The pandemic is driving much of the region’s record August activity. Nervousness among sellers and buyers and shutdowns of real estate industries early in the pandemic pushed back many sales that would have happened in the spring. Also, many buyers are looking for more space after being cooped up in their current homes during stay-at-home orders, and want to take advantage of historically low interest rates. And potential sellers are seeing how well others are faring and entering the market, too.

The current market favors sellers, who are seeing bidding wars and selling their properties above the listing prices. Five years ago, the region’s market was balanced with a housing supply of more than 6½ months, according to Bright MLS.

Nationally, home buyer demand and home prices are up, and more homeowners are entering the market, according to Zillow.
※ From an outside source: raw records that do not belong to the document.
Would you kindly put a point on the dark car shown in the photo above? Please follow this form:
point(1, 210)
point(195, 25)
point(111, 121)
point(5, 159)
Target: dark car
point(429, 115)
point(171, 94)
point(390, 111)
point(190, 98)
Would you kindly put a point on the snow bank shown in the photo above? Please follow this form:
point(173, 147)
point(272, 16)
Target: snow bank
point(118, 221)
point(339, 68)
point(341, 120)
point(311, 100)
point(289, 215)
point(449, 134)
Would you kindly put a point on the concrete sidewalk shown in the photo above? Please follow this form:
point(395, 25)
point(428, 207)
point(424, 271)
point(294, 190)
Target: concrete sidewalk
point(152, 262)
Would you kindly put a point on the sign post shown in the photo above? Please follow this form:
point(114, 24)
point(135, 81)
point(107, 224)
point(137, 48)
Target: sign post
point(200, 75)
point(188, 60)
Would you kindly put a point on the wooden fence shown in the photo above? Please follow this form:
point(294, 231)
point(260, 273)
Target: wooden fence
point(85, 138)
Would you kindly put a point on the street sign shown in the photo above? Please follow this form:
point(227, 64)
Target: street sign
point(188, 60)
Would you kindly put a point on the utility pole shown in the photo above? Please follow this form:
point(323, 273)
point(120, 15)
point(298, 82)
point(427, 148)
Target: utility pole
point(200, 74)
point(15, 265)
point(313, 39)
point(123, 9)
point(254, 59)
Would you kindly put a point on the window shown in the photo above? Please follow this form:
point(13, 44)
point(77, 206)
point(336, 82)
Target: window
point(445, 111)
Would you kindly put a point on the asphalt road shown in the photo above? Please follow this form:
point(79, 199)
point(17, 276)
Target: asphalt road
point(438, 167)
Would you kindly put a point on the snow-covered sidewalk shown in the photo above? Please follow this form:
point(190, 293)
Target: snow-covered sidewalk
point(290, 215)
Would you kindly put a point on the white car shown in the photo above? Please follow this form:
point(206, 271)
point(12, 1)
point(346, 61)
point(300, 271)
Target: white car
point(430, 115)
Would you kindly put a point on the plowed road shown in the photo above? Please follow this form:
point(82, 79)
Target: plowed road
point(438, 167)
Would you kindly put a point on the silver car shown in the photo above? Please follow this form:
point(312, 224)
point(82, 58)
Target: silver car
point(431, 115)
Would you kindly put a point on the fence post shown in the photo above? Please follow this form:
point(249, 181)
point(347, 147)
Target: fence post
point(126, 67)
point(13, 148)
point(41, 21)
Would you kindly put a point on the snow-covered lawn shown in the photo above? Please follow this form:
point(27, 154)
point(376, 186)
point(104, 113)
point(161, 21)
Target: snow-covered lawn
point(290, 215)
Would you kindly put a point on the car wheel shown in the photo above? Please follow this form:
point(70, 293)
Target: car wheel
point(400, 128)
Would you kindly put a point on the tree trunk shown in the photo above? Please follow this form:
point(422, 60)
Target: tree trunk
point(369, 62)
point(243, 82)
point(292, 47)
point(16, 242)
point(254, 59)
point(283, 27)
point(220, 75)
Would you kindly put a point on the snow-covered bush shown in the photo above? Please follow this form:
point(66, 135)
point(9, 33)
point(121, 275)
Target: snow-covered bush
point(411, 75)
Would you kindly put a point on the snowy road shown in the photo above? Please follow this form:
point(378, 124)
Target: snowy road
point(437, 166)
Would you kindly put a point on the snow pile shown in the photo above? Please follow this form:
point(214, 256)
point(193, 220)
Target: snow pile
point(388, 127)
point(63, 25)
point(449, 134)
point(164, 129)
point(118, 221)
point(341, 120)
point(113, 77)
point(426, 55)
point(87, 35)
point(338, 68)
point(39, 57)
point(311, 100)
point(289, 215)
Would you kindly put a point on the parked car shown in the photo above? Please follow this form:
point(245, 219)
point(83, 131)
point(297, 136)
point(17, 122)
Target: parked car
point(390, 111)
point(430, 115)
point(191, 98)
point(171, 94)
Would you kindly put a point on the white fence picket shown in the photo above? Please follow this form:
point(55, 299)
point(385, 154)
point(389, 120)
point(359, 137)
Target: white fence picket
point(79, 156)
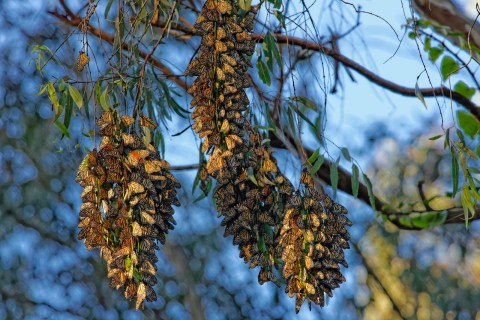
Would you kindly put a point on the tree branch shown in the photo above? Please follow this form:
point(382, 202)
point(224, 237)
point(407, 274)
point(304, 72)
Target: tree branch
point(455, 215)
point(349, 63)
point(384, 83)
point(75, 21)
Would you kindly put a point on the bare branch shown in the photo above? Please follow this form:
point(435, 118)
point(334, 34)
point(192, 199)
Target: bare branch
point(455, 215)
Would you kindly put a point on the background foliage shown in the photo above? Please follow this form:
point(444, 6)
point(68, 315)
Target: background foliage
point(392, 272)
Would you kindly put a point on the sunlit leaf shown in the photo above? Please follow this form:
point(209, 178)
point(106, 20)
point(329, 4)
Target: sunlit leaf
point(419, 95)
point(455, 170)
point(346, 154)
point(105, 100)
point(334, 177)
point(263, 72)
point(355, 180)
point(52, 94)
point(271, 46)
point(317, 165)
point(62, 128)
point(434, 53)
point(462, 88)
point(371, 196)
point(245, 4)
point(76, 96)
point(448, 66)
point(468, 123)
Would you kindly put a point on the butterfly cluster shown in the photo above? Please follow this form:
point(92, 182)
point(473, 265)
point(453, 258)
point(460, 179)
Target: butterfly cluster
point(275, 226)
point(82, 60)
point(313, 237)
point(249, 186)
point(127, 204)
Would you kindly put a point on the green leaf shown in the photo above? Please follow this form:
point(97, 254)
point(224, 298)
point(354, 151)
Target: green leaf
point(313, 157)
point(419, 95)
point(316, 166)
point(446, 142)
point(68, 111)
point(179, 133)
point(280, 17)
point(306, 102)
point(203, 195)
point(455, 170)
point(435, 137)
point(429, 219)
point(346, 154)
point(271, 46)
point(245, 4)
point(434, 53)
point(277, 4)
point(371, 196)
point(105, 100)
point(62, 128)
point(355, 180)
point(263, 72)
point(428, 43)
point(107, 8)
point(467, 204)
point(448, 66)
point(462, 88)
point(300, 113)
point(52, 94)
point(251, 176)
point(406, 221)
point(468, 123)
point(334, 177)
point(76, 96)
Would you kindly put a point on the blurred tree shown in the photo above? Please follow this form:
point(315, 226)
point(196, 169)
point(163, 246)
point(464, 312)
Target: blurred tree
point(138, 51)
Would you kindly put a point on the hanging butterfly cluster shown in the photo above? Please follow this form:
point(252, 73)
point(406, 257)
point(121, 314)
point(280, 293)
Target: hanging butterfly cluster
point(312, 237)
point(269, 221)
point(127, 204)
point(249, 187)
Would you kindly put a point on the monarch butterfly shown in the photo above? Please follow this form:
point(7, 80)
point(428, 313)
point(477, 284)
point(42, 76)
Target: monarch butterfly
point(195, 68)
point(210, 15)
point(248, 22)
point(202, 26)
point(127, 121)
point(241, 238)
point(147, 267)
point(224, 6)
point(220, 74)
point(145, 218)
point(141, 294)
point(151, 295)
point(147, 122)
point(130, 290)
point(232, 27)
point(107, 130)
point(242, 36)
point(82, 60)
point(89, 194)
point(208, 39)
point(220, 47)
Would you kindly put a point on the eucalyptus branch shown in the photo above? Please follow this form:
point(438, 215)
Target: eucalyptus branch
point(454, 215)
point(349, 63)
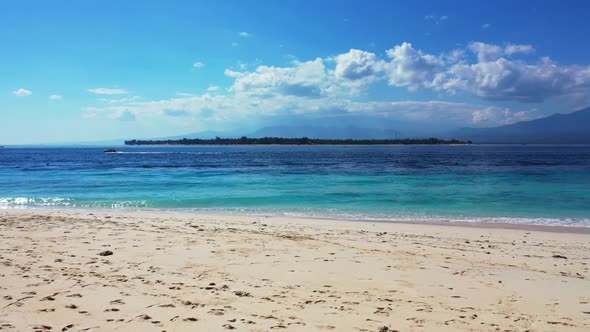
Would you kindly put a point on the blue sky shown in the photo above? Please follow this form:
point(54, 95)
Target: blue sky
point(93, 70)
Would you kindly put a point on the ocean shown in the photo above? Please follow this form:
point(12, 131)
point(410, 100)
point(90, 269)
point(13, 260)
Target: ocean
point(480, 183)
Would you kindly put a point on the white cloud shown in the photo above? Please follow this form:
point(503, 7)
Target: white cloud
point(436, 19)
point(411, 68)
point(504, 79)
point(357, 64)
point(107, 91)
point(513, 49)
point(332, 87)
point(22, 92)
point(486, 52)
point(303, 79)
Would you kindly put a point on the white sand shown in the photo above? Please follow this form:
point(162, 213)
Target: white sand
point(189, 272)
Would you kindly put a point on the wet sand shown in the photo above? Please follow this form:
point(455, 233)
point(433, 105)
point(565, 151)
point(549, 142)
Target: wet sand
point(101, 270)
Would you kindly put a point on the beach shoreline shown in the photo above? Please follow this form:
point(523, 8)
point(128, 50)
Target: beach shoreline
point(442, 221)
point(173, 270)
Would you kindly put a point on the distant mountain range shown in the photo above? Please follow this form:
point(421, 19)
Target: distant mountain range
point(572, 128)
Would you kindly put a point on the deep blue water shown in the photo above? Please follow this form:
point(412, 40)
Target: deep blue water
point(532, 184)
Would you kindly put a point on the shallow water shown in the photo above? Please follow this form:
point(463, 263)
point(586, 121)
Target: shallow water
point(519, 184)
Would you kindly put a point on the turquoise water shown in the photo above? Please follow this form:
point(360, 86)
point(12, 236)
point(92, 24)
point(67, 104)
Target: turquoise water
point(519, 184)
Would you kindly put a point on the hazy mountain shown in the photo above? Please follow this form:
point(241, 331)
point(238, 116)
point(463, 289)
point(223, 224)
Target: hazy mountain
point(572, 128)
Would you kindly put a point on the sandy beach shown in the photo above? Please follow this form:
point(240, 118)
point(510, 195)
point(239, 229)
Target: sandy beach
point(103, 270)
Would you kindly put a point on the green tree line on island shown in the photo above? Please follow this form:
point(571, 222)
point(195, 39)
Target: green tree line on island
point(294, 141)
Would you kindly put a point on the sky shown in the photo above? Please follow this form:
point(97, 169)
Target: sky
point(95, 70)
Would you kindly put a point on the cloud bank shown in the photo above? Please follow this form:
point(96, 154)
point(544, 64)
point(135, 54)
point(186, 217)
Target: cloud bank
point(339, 84)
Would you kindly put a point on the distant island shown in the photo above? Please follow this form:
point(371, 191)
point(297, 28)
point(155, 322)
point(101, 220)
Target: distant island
point(294, 141)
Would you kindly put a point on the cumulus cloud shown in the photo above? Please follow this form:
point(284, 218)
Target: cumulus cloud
point(436, 18)
point(357, 64)
point(332, 86)
point(107, 91)
point(504, 79)
point(486, 52)
point(514, 49)
point(411, 68)
point(22, 92)
point(304, 79)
Homes in the Philadelphia region also continue to leave the market quickly. They spent a record-low median of 11 days on the market last month, according to Bright. That’s two fewer weeks than in August 2019, when homes stayed on the market for 25 days. Five years ago, homes spent a median of 43 days on the market.

Edmund Choi, a Realtor at Re/Max Main Line, said that early in the pandemic, many agents “misjudged the velocity of the rebound” that would come after Pennsylvania lifted real estate restrictions.

“It was like the floodgates opened,” he said. “The demand for the change in the environment, that was really unexpected.”

Across the metropolitan area, the number of closed sales last month was up about 14% from August 2019. Roughly 8,640 sales closed last month, about 1,520 of them in the city. New pending home sales throughout the region hit an August record at 9,730.

» READ MORE: Philly metro has one of the strongest housing market rebounds from April lows

More newly constructed homes sold in the city than anywhere else in the mid-Atlantic this year through August, according to Bright. Roughly 370 newly constructed homes in the city sold during that time. Ninety-five new construction closings happened in Fishtown.

Choi, who typically serves Chester and Montgomery Counties and northern Delaware County, characterized the market over the last three months as “insane.”

Last month, single-family homes in Chester County spent a median of seven days on the market, about two weeks fewer than last year. In Coatesville, the county’s only city, detached housing units spent a median of five days on the market, compared with about a month in August 2019. Homes in Bucks, Delaware, and Montgomery Counties spent a median of seven or eight days on the market last month.

Gloucester County had the steepest drop in median days on market from last year, from 44 to 14.

» READ MORE: A historically low number of Philadelphia houses are for sale

Because of high buyer demand, sellers across Philadelphia’s collar counties are getting well over their sometimes “aggressive” listing prices, Choi said.

“That has been almost every single person’s experience in the ‘burbs,” Choi said. There just aren’t enough houses for those who want them.

One of his clients offered the asking price for a house in the $800,000 price range in Blue Bell and got outbid by about $25,000. A $675,000 house in Bucks County, he said, sold for $75,000 over the asking price.